Friday, May 07, 2010

WSJ's Greater New York Section: Not Great. Yet.

Sure, the More the Merrier, but Make the Section Relevant First


Rupert Murdoch made no secret of why he wanted to create a section devoted to New York news within the Wall Street Journal. He wanted to squash The New York Times like a diseased bug, eat all the Sulzberger young and dance on their graves in some kind of bizarre pagan ritual holding aloft a copy of News Corp.'s latest earnings report.

OK, maybe not the pagan ritual, but you get the idea.
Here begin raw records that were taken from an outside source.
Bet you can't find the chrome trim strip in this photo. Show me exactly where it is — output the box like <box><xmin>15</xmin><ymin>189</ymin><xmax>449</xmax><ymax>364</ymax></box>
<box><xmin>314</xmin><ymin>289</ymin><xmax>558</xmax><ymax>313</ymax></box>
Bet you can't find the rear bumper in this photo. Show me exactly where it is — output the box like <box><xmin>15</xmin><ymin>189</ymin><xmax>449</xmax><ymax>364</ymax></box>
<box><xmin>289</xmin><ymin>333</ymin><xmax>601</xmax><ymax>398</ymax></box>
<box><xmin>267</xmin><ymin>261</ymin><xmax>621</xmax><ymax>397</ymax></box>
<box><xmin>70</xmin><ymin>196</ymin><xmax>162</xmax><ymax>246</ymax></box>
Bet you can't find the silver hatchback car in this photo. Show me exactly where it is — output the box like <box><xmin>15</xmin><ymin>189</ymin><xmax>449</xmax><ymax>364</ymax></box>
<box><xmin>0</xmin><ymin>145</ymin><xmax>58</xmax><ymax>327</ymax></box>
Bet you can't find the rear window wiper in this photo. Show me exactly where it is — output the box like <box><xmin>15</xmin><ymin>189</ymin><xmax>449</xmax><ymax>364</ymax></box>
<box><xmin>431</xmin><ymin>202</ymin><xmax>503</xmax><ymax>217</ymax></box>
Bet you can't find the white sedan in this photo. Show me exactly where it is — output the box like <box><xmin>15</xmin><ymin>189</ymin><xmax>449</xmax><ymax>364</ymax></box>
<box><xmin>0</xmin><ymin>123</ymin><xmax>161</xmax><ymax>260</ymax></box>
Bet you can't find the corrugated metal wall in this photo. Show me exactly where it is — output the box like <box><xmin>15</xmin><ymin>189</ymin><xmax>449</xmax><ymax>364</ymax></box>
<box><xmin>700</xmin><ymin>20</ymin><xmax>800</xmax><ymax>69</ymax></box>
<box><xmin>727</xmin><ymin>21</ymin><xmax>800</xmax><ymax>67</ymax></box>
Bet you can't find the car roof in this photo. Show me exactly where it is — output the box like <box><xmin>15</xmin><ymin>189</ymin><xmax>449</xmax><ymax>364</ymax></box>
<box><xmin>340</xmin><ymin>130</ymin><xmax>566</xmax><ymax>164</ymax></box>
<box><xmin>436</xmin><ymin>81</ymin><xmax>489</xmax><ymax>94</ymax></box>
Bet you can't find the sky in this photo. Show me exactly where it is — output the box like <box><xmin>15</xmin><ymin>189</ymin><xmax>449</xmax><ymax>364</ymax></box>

Simply put, Murdoch doesn't want the Journal to be a second read, like it is for me after I polish off as much as the Times as I can during my commute. He wants the Journal to be all the wealthy, powerful, and influential digest with their venti soy latte and brioche. Of course, if they want to use it to hide the fact they're actually reading The New York Post, no harm, no foul.
But the Greater New York section is not a category killer. It's more like an eager puppy, jumping up and down, not always peeing on the paper (the Times, of course), but eager to please.

First, the good:

---The mostly featurish approach to local sports coverage works most of the time. The Journal assumes you found out elsewhere what the score was, and if you really care what the Mets did, there are innumerable sources for recaps and analysis. But the real saving grace of the sports coverage is columnist Jason Gay, whose "The Couch" column in the regular Journal on Monday is destination reading. It's at once funny, knowledgable and reverential. But can we do away with the courtesy titles in sports stories? "Messrs. Burnett, Sabathia, and Teixeira, whom they signed in a....." Yeesh.
---The Journal made a good pickup in having Jason Gershman cover state government. He knows his way around the miasma that is Albany. At the same time, he has seamlessly shed the ideological bent that marked his reporting in the late, lamented neocon-fave The New York Sun.
---The aggressive real estate coverage definitely adds to the conversation about a topic that nobody can stop talking about.


Not as good:
--The lack of a voice. The section badly needs a feisty columnist to hoist a few petards and let us know when the glass really is half empty, like the Times has with Jim Dwyer and Clyde Haberman. Right now, the only columnist is Ralph Gardner Jr., who takes a more gentleapproach to view life in the city. A recent column focused on a guy who used to work in finance and now wears a lobster suit handing out fliers in midtown for a seafood joint. Nothing wrong with that sort of thing, but maybe not every day, and not at the expense of something hard-hitting.
--The Heard & Scene society coverage. Maybe it's just me, but I don't give two craps about who's attending what charity ball and the designer togs they're wearing. I have a feeling, among readers under 65, that I'm not alone. If you only have a 12-page section, squandering precious real estate on floss and dross just makes me finish the paper faster.
---If you're going to call the section Greater New York, then cover Greater New York. That means the world outside of the five boros, where so many of the Journal's readers live. I'm not saying you have to set up bureaus in Greenwich or Scarsdale, but there are enough interesting stories in the 'burbs going uncovered by the desultory and/or desiccated papers there that could have broad appeal for Journal readers.
---The lack of coverage about New York's blood sport: dining out. Inexplicably, the main Journal scaled back on food and wine, when it effectively dumped freelancer Raymond Sokolov's restaurant column in March and got rid of nonpareil wine columnists John Brecher and Dorothy Gaiter in December.

To be sure, it really is a compliment to say that the section is a good complement to the rest of the Journal. But it is not a replacement for the Times, which for diehard readers -- from arts coverage to Maureen Dowd, from the crossword puzzle to Floyd Norris -- is simply too hard a habit to break.
There may come a point where, if you don't already do so, you might start reading the Journal because of the Greater New York section. However, it's nowhere close to getting you to stop reading the Times for the same reason.